Beside these Goa has many major local channels, which cover local events, including political developments, and which reach viewers through the local cable network. These include Goa News Network (GNN) (Konkani), GOA365 (English /Konkani), Prudent (Konkani), CCR TV (A catholic Religious Channel in English/Konkani) RDXGOA TV(Konkani\English), In Goa News (Marathi\English), Goa Newsline (Konkani), Goa Plus and HCN (English), DBTV a children's educational channel among others. In Goa 24x7 is the only 24-hour live Marathi channel. In April 2015 - Prime Media Goa, a Cable Television Channel has caught the imagination of a large section of the population, not just in Goa but across the globe. The earlier BJP government, at the start of the first decade of this century, officially acknowledged that it was subsidising the operations of some networks, arguing that this was needed to promote programming in the local language

==Internet television==
In August 2011, a live internet news webcast was commenced by In Goa News.

Most of the Konkani TV channel are available live streaming on the internet. www.konkanitv.ga is one such sites that allows you to watch most of the above television channels live . The other Religious channel, CCR TV is viewable at www.ccr-tv.com

==Film festivals==
Goa became permanent venue to International Film Festival Of India in 2004

Gaur International Film Festival which will be hosted in 2025 is set to be Goa's first film festival curated towards the local population.

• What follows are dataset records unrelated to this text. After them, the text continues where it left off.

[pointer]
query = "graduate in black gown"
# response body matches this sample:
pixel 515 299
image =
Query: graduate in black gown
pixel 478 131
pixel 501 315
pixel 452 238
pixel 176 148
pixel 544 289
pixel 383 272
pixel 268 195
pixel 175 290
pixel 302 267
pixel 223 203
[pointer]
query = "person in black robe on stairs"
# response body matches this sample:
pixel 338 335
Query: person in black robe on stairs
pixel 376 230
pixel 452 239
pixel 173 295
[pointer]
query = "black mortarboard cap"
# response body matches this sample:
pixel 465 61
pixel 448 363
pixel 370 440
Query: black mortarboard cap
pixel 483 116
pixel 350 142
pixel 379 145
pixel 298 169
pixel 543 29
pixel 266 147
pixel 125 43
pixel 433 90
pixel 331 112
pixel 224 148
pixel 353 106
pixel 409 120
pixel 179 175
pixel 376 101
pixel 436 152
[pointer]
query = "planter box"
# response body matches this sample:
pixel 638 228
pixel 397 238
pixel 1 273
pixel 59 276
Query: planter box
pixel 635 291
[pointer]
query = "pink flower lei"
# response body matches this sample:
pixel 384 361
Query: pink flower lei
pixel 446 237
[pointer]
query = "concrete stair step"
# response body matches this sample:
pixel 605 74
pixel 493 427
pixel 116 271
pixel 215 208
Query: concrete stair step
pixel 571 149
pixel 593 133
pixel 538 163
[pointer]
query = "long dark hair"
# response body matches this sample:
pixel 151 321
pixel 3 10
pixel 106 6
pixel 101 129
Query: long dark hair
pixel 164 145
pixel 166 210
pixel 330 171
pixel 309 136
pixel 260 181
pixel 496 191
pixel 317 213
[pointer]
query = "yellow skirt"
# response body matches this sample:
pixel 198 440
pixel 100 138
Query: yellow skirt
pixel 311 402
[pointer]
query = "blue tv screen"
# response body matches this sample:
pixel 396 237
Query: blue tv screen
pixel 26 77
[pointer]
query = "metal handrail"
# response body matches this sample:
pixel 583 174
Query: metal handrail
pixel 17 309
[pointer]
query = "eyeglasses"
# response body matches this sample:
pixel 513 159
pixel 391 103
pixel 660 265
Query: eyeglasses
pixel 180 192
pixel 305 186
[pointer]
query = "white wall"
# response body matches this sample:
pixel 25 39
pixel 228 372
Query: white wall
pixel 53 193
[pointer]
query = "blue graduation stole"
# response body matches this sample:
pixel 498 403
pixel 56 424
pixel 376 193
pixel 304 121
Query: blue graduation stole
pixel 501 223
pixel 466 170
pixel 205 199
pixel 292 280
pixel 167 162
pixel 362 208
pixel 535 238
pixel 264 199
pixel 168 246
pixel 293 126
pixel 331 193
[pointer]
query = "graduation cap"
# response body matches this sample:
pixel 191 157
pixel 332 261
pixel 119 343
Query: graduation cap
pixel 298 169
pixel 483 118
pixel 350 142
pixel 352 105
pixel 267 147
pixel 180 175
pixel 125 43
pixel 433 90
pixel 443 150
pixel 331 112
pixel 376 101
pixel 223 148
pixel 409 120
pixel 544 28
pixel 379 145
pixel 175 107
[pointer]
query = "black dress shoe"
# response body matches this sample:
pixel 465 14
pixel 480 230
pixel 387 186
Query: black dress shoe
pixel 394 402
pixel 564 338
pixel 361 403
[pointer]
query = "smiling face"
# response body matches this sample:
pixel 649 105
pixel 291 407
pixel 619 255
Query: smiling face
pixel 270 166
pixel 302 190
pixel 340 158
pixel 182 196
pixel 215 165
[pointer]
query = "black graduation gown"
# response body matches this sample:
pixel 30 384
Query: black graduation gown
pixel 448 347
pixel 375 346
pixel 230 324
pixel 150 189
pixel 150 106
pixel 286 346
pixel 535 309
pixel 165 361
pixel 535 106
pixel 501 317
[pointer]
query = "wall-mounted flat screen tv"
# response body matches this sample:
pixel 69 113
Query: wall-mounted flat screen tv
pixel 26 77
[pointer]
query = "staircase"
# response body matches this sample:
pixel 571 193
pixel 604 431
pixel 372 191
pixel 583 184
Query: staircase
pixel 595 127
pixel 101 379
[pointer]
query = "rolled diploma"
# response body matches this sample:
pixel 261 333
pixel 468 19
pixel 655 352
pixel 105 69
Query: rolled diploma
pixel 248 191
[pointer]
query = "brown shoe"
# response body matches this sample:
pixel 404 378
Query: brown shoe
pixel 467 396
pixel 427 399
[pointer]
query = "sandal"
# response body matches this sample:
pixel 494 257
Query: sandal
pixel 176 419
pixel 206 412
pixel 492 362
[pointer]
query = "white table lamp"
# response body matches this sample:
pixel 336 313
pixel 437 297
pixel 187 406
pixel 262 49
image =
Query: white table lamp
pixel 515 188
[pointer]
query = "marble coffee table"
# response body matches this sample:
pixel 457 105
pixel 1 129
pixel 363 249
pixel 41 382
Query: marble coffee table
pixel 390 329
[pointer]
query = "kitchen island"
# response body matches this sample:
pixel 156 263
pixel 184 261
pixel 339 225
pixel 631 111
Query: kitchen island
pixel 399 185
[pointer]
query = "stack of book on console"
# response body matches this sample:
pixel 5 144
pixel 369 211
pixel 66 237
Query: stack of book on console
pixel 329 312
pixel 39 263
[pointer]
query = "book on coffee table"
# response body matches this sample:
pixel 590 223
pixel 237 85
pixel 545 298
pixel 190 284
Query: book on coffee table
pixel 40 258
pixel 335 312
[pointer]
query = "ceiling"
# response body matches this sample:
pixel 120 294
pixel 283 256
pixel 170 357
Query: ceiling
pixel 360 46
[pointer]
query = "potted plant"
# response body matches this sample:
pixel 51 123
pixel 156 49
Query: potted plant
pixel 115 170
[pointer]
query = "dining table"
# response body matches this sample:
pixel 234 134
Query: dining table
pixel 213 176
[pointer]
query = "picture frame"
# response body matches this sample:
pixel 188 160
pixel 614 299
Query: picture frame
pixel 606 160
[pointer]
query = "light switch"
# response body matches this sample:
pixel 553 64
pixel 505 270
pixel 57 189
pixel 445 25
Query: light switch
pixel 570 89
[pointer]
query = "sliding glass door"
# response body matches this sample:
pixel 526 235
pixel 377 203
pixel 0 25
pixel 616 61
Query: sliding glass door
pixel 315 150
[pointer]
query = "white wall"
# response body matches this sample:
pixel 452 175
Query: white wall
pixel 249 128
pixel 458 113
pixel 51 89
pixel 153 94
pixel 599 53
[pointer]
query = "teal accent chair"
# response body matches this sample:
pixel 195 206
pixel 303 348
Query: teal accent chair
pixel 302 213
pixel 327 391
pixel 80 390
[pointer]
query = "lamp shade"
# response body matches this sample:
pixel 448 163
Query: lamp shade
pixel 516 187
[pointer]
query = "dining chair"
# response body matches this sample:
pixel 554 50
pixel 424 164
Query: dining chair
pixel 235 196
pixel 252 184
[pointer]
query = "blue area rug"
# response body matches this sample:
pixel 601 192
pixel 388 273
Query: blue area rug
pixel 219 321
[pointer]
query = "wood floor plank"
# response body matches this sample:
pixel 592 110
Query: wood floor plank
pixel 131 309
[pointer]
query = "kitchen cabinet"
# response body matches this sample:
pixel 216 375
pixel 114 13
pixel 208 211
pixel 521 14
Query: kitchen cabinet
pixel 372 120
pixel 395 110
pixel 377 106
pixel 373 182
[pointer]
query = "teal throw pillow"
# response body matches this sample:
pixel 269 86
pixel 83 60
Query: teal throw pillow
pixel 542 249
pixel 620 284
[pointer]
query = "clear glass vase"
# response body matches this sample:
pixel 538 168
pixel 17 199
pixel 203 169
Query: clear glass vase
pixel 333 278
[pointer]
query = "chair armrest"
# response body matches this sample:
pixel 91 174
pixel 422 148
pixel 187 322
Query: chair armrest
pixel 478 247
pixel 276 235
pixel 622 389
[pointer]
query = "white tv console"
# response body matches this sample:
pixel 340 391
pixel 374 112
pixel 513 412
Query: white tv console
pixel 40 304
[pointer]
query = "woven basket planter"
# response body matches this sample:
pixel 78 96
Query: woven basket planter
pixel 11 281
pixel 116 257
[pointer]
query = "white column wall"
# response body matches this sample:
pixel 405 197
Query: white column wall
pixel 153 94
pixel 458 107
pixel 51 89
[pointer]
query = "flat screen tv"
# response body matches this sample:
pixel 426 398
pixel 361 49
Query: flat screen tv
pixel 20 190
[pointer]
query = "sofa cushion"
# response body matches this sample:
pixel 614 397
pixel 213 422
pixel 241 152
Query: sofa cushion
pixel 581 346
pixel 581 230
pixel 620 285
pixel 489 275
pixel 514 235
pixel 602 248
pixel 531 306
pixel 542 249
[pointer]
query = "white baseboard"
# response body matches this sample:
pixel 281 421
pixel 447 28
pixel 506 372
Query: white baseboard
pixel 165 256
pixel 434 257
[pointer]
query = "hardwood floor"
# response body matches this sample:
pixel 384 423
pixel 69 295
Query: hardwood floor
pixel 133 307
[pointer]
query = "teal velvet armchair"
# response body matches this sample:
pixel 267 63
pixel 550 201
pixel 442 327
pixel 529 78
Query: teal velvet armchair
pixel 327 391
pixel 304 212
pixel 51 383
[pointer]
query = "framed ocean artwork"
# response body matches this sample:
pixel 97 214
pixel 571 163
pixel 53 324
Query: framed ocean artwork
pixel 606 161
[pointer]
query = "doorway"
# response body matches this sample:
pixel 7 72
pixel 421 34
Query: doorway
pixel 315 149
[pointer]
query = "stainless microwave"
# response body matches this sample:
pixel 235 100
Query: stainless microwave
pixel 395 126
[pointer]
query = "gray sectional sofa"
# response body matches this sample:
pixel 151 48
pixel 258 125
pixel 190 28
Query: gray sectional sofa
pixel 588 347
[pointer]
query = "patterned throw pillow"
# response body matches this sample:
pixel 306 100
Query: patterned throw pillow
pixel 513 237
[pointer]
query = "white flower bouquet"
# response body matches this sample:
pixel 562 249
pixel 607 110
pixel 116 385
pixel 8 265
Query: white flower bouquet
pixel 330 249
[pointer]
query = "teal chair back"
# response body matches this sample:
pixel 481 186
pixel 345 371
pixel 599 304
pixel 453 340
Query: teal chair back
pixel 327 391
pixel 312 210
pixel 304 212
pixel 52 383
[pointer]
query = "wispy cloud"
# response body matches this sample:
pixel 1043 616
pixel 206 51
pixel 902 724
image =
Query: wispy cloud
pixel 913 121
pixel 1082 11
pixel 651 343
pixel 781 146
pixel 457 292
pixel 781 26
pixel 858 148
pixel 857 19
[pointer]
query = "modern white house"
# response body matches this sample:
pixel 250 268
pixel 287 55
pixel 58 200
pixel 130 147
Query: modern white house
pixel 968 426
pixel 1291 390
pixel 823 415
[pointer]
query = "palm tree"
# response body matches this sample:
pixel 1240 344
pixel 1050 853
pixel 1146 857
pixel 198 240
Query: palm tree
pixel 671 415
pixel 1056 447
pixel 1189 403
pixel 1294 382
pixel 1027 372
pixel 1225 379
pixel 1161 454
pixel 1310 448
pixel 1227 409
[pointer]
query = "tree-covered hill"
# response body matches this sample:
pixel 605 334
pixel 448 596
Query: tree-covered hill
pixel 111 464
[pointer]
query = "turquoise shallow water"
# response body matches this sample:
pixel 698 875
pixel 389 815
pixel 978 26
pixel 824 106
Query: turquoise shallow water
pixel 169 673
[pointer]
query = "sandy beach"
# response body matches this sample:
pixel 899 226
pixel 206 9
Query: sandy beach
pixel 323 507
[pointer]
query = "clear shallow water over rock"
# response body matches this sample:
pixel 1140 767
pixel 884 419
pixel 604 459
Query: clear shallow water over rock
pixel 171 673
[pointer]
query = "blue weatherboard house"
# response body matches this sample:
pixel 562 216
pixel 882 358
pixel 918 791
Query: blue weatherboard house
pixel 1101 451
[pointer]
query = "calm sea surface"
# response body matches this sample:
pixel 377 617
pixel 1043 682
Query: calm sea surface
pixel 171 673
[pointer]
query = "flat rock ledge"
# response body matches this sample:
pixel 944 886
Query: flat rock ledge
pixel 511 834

==Critiques of the media==
Writing in the early 1980s, anthropologist Dr Robert S Newman spoke about the relationship with the media in Goa with the "big families" - mainly comprising "a handful of small-businessmen, traditional landowners, and war profiteers (who) received iron ore mining licenses, and were encouraged to dig and ship the ore to Japan (which needed it for reconstruction after World War II)."

Anthropologist Robert Newman has argued that "[Goa's first post-colonial chief minister Dayanand] Bandodkar and his fellow industrialists attempted to shape public opinion through their newspapers - there are almost no independent papers in Goa - and through tertiary educational institutions which they themselves had established. The Chowgules, for example, launched the newspapers Gomantak and Uzvadd, and were founders of an arts and science college at Margao; the Salgaocars founded a law college; and the Dempos own The Navhind Times and Navprabha, and are involved in Dhempe College at Miramar."

A study that looks at popular protest and how the media in "free Goa" responded to it, comments: "In Goa, the daily newspapers' editorial stances on various protest movements would tend to reveal a largely unfriendly attitude towards such actions. It is not perhaps coincidental that individuals and groups involved in protest issues in Goa have often felt that they have received an unfair deal from the media." This book chapter looks at protest and the media response to it in Goa over a three decade period, from the early 1960s to the 1990s.